Why ebur128 and signalstats add zero total latency

Both operations are "compute-only" — they read the local file and pipe to /dev/null. No network I/O, no blob uploads. They finish in 2.9s and 3.2s respectively, well before the thumbnail operation completes at 7.7s.

Since all 6 operations run in Promise.allSettled, the total time is max(all) = 7.7s. Removing ebur128 and signalstats would still leave the pipeline at 7.7s.
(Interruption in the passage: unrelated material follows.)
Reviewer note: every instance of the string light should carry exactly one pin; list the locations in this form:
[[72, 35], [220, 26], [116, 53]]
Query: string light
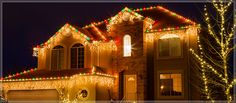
[[65, 28], [223, 40], [99, 33], [21, 73], [166, 11], [169, 29], [60, 85]]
If we ever want to speed up the pipeline

The priority order for optimization would be:

  1. Animated GIF generation (~3.9s of the 7.7s thumbnail time) — consider skipping GIF or generating it asynchronously
  2. Audio extraction upload (~2.2s network I/O) — already unavoidable (blob storage round-trip)
  3. Face estimation (~3.6s) — Python subprocess overhead; could be replaced with a lighter model

Audio/video quality analysis would be among the last things to optimize.


Local Benchmarks (Apple Silicon, FFmpeg 7.1.1)

For reference, local timing on synthetic test clips:

30-second clip

OperationWall time
ebur1280.19s
signalstats0.06s
silencedetect0.21s
volumedetect (old, removed)0.49s
thumbnail (1 frame)0.10s
ffprobe metadata0.06s

90-second clip

OperationWall time
ebur1280.99s
signalstats0.08s
silencedetect0.65s
thumbnail (3 frames)0.55s

Note: local benchmarks are significantly faster than Cloud Run due to Apple Silicon's single-thread performance and NVMe storage vs. Cloud Run's tmpfs. The relative ordering is what matters.